1.0430 * sqrt(# polysyllables * (30/# sentences)) + 3.1291

Where a "polysyllable" is a word with three or more syllables.

Range: [3.1291, +infinity), more may be better or not depending on your goals

LIX (Laesbarheds Index)

Description: estimates the difficulty of a text.

Technical Description: The LIX is computed with the following formula:

(# words/# sentences) + 100 * (# words longer than 6 characters/# words)

Range: [1, +infinity), more may be better or not depending on your goals.
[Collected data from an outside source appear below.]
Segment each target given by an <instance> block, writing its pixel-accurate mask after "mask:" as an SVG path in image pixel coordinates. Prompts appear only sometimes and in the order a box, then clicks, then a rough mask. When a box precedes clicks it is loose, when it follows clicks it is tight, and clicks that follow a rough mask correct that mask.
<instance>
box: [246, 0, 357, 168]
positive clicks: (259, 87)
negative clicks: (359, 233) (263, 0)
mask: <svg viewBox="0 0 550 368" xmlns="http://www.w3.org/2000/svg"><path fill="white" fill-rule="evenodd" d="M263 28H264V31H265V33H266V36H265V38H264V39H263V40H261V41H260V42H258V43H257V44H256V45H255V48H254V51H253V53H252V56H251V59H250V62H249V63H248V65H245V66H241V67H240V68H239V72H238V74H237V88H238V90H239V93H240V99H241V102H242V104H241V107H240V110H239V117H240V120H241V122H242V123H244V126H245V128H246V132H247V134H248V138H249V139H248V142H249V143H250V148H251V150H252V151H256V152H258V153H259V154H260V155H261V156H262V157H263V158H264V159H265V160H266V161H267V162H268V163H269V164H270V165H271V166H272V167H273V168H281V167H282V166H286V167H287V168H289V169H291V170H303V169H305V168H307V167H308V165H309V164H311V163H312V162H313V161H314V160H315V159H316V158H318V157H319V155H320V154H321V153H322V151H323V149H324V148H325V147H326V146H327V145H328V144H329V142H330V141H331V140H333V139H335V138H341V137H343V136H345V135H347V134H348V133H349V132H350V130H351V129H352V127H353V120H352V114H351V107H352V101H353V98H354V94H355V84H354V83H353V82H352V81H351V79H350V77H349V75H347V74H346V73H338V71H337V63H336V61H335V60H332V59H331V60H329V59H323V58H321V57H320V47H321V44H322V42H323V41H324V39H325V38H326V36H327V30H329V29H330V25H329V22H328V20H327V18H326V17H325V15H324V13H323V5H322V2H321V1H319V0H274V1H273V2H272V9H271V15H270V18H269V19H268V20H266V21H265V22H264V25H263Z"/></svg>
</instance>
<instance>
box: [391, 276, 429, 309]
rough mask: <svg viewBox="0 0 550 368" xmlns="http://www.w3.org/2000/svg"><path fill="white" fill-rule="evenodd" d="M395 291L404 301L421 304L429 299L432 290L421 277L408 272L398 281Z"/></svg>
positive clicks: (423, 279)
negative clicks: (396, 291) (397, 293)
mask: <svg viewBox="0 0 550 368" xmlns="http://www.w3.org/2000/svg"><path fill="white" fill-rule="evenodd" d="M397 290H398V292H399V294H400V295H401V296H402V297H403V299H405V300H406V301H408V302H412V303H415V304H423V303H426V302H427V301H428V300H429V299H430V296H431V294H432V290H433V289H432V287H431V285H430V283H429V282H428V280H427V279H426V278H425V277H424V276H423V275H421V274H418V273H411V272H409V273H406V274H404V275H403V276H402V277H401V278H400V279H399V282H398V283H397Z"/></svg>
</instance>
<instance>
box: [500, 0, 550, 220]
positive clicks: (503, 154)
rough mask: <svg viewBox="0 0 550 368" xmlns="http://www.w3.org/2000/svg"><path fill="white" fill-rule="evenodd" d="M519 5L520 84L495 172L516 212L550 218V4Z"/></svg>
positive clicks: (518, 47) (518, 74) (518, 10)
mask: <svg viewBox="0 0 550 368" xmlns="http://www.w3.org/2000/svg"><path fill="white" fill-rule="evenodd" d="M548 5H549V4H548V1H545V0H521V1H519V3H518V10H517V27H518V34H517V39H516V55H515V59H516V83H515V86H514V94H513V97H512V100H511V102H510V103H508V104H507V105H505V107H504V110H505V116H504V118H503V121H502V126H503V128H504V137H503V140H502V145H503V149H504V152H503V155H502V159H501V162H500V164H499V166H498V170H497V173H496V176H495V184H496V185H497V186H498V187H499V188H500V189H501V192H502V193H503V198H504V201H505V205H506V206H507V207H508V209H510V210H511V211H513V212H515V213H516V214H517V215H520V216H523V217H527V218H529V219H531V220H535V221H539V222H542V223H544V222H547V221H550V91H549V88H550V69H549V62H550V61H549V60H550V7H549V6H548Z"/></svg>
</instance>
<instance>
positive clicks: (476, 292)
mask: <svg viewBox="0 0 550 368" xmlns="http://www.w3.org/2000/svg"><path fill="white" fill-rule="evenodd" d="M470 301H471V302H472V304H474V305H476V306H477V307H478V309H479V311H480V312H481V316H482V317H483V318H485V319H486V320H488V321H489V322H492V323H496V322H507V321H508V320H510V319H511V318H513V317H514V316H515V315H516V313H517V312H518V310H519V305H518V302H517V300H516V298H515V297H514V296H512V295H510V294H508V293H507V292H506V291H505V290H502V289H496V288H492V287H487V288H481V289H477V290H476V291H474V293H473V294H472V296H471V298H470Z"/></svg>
From Ideosity:

Score Interpretation
0-24 Very easy
25-34 Easy
35-44 Standard
45-54 Difficult
55+ Very difficult
RIX

Description: estimates the difficulty of a text.
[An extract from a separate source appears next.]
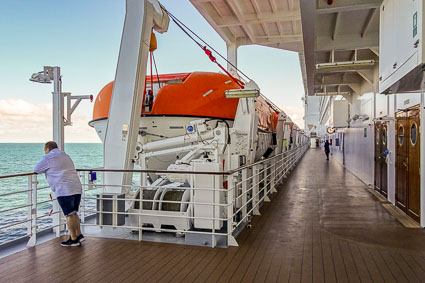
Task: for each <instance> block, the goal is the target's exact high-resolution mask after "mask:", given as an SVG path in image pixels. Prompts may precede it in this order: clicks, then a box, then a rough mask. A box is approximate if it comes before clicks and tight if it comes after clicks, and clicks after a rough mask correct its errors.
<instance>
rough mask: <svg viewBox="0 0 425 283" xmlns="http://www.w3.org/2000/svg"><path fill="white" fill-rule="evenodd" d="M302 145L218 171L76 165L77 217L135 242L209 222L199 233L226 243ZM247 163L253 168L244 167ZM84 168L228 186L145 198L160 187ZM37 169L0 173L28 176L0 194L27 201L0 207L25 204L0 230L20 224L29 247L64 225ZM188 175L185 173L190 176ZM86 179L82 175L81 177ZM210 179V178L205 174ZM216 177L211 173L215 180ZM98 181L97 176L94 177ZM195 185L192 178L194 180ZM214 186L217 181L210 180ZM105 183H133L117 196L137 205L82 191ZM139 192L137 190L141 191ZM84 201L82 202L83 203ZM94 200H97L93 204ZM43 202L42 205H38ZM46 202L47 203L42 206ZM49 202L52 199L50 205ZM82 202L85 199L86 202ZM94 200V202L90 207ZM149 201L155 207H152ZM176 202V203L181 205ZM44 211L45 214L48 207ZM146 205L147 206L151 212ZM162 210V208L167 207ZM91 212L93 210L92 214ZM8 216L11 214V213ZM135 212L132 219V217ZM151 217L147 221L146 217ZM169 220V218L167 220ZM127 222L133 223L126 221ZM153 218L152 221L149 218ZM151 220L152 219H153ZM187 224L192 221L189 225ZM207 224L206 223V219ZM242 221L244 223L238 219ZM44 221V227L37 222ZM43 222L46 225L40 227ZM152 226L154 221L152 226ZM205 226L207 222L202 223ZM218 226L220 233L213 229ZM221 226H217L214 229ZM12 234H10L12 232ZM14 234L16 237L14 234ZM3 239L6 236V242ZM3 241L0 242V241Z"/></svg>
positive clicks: (198, 189) (227, 243)
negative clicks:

Technical Description: The LIX is computed with the following formula:

# words longer than 6 characters/# sentences

Range: [0, +infinity), more may be better or not depending on your goals. A score of 7.2 or above is interpreted as college-level, 0.2 or below is interpreted as US grade 1.

Assets pipeline

Endpoint: /assets/score

Description: Computes the following metrics for a list of assets. The computed values are designed to err on the side of caution, so will tend to be low/less accurate for newer assets or assets with fewer comments.

Technical description: All of these metrics are computed with simple Bayesian models. To be conservative, the point estimate used for each score is the lower-bound of the 90% confidence interval (the 0.05 quantile) rather than the expected value.

Input: Either:

{'data': [{
    '_id': str,
    'threads': [ thread-structured comments ],
}, ...]}

Or:

{'data': [{
    '_id': str,
    'comments': [ flat list of comments ],
}, ...]}

Output:

{'results':
    'collection': [{
        'id': str,
        'discussion_score': float,
        'diversity_score': float
    }, ...],
    'aggregates': {...}
}

Metrics

Diversity score

Description: estimates the probability that a new reply to this asset would be posted from a new replier.
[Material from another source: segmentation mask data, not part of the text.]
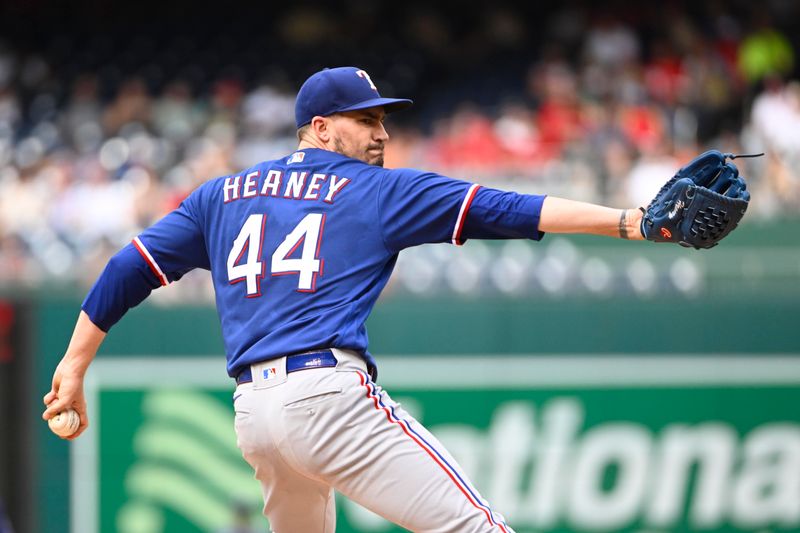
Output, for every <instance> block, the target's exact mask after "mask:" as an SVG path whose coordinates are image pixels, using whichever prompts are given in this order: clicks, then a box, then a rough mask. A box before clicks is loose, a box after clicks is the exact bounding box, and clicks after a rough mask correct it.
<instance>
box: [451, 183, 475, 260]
mask: <svg viewBox="0 0 800 533" xmlns="http://www.w3.org/2000/svg"><path fill="white" fill-rule="evenodd" d="M480 188H481V186H480V185H478V184H473V185H472V186H471V187H470V188H469V190H467V194H466V196H465V197H464V201H463V202H462V203H461V209H460V210H459V212H458V218H457V219H456V225H455V227H454V228H453V238H452V242H453V244H455V245H456V246H461V245H462V244H464V243H465V242H466V239H462V237H461V233H462V231H463V230H464V221H466V219H467V213H469V208H470V206H471V205H472V201H473V200H474V199H475V195H476V194H477V192H478V189H480Z"/></svg>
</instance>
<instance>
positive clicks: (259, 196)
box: [222, 170, 350, 204]
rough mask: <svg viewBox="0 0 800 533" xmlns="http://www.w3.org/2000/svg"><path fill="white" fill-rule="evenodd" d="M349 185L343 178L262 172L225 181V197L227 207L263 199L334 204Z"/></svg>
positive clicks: (291, 172) (268, 171) (300, 172)
mask: <svg viewBox="0 0 800 533" xmlns="http://www.w3.org/2000/svg"><path fill="white" fill-rule="evenodd" d="M287 175H288V176H287ZM348 183H350V180H349V179H347V178H340V177H339V176H337V175H335V174H330V175H329V174H321V173H311V172H308V171H292V172H288V171H287V172H284V171H282V170H269V171H267V173H266V174H265V175H262V172H261V171H260V170H254V171H253V172H250V173H249V174H244V175H240V176H230V177H228V178H225V181H224V182H223V185H222V196H223V200H224V202H225V203H226V204H227V203H229V202H234V201H236V200H247V199H251V198H257V197H261V196H272V197H276V198H287V199H290V200H319V199H320V198H322V200H323V201H324V202H327V203H329V204H332V203H333V199H334V198H335V196H336V195H337V194H338V193H339V192H340V191H341V190H342V189H343V188H344V187H345V186H346V185H347V184H348Z"/></svg>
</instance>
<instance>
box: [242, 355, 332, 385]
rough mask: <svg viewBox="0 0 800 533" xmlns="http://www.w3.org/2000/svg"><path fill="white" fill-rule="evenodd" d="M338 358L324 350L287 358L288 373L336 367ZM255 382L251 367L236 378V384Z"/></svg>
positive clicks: (287, 366) (248, 366) (289, 355)
mask: <svg viewBox="0 0 800 533" xmlns="http://www.w3.org/2000/svg"><path fill="white" fill-rule="evenodd" d="M337 362H338V361H337V360H336V357H335V356H334V355H333V352H332V351H330V350H323V351H321V352H311V353H302V354H297V355H287V356H286V373H287V374H291V373H292V372H297V371H298V370H307V369H309V368H327V367H332V366H336V363H337ZM251 381H253V373H252V371H251V370H250V366H247V367H245V369H244V370H242V371H241V372H240V373H239V375H238V376H236V384H237V385H241V384H242V383H250V382H251Z"/></svg>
Technical Description: The diversity score is computed using a Beta-Binomial model based on the diversity of replies this asset has received so far. The prior is parameterized with alpha=2, beta=2.

Range: [0, 1], more is better

Discussion score

Description: estimates the length of a new thread started for this asset.

Technical Description: The diversity score is computed using a Gamma-Poisson model based on the length of the threads for this asset so far. The prior is parameterized with shape=1, scale=2.

Range: [0, +infinity), more is better


NLP Endpoints

There is support for training and running NLP models.

At this point, the only model available is a comments moderation probability model (logistic regression), based on simple word usage.

Two endpoints are exposed for this:

  • /comments/model/moderation/train. POST a collection of comments and a model name, e.g. {'data': [ ...comments...], 'name': 'my_comments_model'} to train the model. A response consisting of the following is returned:

    {'results': { 'performance': {...}, # scores for the model, such as ROC AUC 'n_samples': int, # number of samples you submitted 'notes': [...], # any notes, such as suggestions 'name': str # the name of the model }}

  • /comments/model/moderation/run POST a collection of comments and a model name, e.g. {'data': [ ...comments...], 'name': 'my_comments_model'} to run the model. A response consisting of the following is returned:

    {'results': [{ 'id': str, # id of the comment 'prob': float # probability that the comment would be moderated }, ...]}

Taxonomy endpoints

Comments and assets can be broken down by taxonomy (e.g. tags) and have metrics computed aggregately over these groups.

The two endpoints for this are:

  • assets/score/taxonomy
  • comments/score/taxonomy

You POST collections to these endpoints like you would for the basic scoring endpoints, but the response takes the format:

{'results': {
    'sometag': { ... }, # metric aggregates, e.g. mean, std, etc
    'someothertag': { ... },
    ...
}}

Rolling metrics

For users, rolling metrics may be computed, so that their metrics can be updated without sending their entire history of data.

The endpoint for this is:

  • /users/rolling

This requires data to be POSTed with the following form:

{'data': [{
    'update': { ... }   # latest data for the user
    'prev': { ... }     # the previously computed metrics for the user
}, ...]}

Then it returns data in the same format as the regular user scoring endpoint.